Final project for the course Algorithms for speech and natural language processing - Master MVA, ENS Paris-Saclay (2021-2022)

This repository contains the work done by Yujin Cho, Loubna Ben Allal, Gabriel Baker and Chloé Sekkat for their final project in the course Algorithms for speech and natural language processing at the master MVA, ENS Paris-Saclay.

For this project, we worked on a tokenization-free encoder for language representation called CANINE. It is the first character-level pre-trained deep encoder that is completely tokenization-free and vocabulary-free. We studied the performance of CANINE on several NLP tasks and compare it to other models (similar to BERT).

Installation

The code was tested with Python3.8.6

pip install -r requirements

Please note that you will need to update manually the versions of torch, torchaudio and torchvision depending on your hardware.
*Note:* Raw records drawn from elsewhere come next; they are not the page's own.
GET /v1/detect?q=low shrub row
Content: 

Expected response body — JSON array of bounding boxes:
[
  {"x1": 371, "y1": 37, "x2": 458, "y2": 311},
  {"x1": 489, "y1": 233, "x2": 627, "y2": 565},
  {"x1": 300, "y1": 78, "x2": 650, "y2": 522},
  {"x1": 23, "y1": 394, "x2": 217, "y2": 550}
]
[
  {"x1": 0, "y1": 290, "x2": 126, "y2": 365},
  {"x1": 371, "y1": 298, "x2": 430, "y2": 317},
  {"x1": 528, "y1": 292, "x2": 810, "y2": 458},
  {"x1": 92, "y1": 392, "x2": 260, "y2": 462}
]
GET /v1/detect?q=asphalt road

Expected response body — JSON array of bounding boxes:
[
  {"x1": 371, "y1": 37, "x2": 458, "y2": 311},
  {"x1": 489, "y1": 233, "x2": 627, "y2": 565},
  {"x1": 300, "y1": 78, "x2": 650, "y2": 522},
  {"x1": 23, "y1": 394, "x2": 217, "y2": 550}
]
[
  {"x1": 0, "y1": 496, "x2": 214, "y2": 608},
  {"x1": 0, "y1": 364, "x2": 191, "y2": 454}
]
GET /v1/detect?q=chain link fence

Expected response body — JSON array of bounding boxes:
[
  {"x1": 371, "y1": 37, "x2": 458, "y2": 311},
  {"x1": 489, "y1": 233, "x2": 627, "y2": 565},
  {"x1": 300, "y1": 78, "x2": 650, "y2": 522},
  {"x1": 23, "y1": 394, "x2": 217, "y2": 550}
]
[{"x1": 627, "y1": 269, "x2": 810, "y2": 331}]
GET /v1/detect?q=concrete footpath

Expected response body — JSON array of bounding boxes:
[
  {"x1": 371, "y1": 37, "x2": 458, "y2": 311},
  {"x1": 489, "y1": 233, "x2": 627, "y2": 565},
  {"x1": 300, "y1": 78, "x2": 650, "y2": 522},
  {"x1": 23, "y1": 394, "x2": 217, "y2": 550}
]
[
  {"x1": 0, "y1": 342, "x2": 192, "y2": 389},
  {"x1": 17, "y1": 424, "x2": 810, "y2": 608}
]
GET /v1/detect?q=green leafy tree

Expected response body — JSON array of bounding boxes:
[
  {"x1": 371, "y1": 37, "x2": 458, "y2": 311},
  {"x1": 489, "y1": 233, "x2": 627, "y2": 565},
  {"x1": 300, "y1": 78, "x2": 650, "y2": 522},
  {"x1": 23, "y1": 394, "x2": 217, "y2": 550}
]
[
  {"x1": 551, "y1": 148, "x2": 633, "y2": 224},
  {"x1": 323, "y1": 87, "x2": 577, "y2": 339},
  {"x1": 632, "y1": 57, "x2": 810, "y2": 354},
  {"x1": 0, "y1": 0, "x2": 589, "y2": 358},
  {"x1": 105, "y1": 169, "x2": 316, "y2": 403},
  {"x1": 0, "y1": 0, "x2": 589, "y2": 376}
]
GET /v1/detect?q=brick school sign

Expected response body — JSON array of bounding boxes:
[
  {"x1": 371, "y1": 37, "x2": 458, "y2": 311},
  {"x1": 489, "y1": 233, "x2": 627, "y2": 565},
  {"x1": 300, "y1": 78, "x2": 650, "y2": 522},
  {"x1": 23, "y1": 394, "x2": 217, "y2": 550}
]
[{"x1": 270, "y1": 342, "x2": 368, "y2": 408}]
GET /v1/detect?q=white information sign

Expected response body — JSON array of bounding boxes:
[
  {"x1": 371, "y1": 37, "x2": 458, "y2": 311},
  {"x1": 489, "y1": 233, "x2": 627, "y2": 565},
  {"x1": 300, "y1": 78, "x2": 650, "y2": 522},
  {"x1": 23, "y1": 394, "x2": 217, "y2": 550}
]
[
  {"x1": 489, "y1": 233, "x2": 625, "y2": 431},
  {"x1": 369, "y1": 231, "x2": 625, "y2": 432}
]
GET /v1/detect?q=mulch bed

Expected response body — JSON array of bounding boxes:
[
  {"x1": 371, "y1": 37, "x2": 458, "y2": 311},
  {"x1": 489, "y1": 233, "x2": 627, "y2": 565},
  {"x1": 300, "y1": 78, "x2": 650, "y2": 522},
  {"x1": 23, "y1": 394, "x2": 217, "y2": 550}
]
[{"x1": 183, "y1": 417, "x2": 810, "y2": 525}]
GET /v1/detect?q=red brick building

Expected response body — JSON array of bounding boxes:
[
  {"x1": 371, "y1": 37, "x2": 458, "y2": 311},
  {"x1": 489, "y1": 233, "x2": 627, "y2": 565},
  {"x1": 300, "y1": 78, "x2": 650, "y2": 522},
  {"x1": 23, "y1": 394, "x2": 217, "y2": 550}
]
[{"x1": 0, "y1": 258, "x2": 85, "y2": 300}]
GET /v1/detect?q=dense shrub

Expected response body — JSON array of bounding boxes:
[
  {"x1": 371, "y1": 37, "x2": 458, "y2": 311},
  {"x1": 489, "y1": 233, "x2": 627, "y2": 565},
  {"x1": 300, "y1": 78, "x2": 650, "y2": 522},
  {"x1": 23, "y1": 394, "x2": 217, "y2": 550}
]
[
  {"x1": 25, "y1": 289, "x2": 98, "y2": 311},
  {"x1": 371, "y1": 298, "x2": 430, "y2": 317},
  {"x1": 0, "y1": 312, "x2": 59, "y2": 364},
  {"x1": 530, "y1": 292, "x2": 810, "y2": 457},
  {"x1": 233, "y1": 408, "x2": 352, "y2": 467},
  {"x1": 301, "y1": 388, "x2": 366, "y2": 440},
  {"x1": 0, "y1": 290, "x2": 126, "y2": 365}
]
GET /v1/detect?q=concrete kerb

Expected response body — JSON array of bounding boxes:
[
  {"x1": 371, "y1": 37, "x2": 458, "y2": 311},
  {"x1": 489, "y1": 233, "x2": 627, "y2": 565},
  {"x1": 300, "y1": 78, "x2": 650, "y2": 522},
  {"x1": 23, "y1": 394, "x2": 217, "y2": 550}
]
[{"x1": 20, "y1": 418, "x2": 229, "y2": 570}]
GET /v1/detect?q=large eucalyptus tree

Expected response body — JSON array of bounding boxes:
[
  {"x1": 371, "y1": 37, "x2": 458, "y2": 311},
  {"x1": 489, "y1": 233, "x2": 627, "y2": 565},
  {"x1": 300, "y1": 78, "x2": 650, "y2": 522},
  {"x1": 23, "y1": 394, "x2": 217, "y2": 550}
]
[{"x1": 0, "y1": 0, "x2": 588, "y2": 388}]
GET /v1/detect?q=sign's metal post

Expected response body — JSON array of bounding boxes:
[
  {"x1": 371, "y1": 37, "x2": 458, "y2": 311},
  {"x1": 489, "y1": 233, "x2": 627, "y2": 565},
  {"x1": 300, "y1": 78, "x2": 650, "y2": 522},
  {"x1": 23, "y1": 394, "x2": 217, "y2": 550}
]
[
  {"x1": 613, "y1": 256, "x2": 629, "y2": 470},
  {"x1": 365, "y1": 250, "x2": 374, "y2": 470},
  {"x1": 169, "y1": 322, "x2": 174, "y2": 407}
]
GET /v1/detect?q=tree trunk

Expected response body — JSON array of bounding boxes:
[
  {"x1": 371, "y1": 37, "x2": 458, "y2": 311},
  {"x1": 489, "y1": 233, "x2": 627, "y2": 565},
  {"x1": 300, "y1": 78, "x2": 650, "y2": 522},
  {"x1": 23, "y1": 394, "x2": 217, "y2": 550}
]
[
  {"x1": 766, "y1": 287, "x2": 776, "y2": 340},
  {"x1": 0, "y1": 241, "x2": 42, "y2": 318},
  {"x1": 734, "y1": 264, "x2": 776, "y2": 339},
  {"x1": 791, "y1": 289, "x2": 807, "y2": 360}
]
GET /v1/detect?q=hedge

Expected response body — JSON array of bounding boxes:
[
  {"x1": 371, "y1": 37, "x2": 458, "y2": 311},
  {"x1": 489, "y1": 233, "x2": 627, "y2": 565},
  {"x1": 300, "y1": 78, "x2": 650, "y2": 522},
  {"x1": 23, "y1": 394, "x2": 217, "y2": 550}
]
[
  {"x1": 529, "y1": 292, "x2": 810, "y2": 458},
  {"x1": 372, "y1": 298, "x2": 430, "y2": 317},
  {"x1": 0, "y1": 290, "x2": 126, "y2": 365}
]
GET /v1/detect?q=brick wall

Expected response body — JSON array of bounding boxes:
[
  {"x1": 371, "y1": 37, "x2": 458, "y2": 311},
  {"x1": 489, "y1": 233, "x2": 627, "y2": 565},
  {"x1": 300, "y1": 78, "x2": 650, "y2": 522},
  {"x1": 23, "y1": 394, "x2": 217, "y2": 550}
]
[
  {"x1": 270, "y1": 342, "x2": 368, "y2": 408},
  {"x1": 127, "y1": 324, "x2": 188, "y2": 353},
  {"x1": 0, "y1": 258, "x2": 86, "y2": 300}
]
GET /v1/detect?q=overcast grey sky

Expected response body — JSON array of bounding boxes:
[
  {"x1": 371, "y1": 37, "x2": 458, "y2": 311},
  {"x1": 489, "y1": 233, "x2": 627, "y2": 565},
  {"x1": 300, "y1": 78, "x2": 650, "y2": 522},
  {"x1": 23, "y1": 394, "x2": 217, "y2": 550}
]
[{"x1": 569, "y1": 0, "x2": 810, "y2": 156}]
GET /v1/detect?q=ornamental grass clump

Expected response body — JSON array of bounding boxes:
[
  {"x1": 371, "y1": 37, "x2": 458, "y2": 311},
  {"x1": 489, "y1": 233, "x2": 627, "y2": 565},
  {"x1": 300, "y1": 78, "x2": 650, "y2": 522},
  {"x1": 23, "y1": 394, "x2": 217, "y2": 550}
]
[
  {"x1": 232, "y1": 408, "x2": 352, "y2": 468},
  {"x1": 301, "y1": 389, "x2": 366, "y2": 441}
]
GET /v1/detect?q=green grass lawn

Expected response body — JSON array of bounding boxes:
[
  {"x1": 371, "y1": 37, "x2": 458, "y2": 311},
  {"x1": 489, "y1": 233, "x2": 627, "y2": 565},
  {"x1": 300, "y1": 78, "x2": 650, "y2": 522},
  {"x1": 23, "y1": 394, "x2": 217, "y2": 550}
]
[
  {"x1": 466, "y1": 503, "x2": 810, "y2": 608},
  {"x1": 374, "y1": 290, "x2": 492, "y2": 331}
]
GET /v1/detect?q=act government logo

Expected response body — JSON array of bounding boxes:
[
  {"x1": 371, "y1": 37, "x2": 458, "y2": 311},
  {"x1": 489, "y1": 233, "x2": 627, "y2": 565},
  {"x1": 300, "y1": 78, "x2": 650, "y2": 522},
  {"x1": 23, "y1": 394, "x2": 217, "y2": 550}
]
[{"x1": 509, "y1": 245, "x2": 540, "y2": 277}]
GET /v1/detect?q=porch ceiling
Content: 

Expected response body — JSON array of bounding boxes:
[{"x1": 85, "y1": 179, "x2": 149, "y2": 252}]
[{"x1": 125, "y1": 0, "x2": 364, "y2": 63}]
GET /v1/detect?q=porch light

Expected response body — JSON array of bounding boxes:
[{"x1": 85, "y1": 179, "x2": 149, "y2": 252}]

Structure of the repository

This repository has been divided into 3 main categories, each containing sub-categories depending on the task we evaluated the models on.

canine_mva
├── requirements.txt
├── sh_scripts                  # Bash scripts
    └── qa/                     # QA related bash scripts (CLI)
├── source                      # Source code main package   
    ├── qa/                     # QA related source code                               
    └── nli/                    # NLI related source code  
    └── NER/                    # NER related source code  
├── notebooks                   # Notebooks (showcase of experiments)
    └── qa/                     # QA related notebooks
    └── NER/                    # NER related notebooks
    └── sa/                     # SA related notebooks
└── README.md

Question Answering:

  • notebooks/qa: the notebooks we used for our QA experiments.
  • source/qa: source code needed to prepare and train CANINE for Question Answering task. Also allows for zero-shot transfer evaluation on XQuAD (for more information, refer to corresponding README.md)
  • sh_scripts/qa: collection of bash scripts to finetune and evaluate models on QA tasks (for more information, refer to corresponding README.md)

NLI

  • source/nli: source code needed to prepare and train CANINE and BERT for NLI task (for more information, refer to corresponding README.md)

NER

  • notebooks/NER: the notebooks we used for our NER experiments.
  • source/NER: source code needed to prepare and train CANINE for NER task (for more information, refer to corresponding README.md)

Sentiment Analysis:

  • notebooks/sa: the notebooks we used for our SA experiments.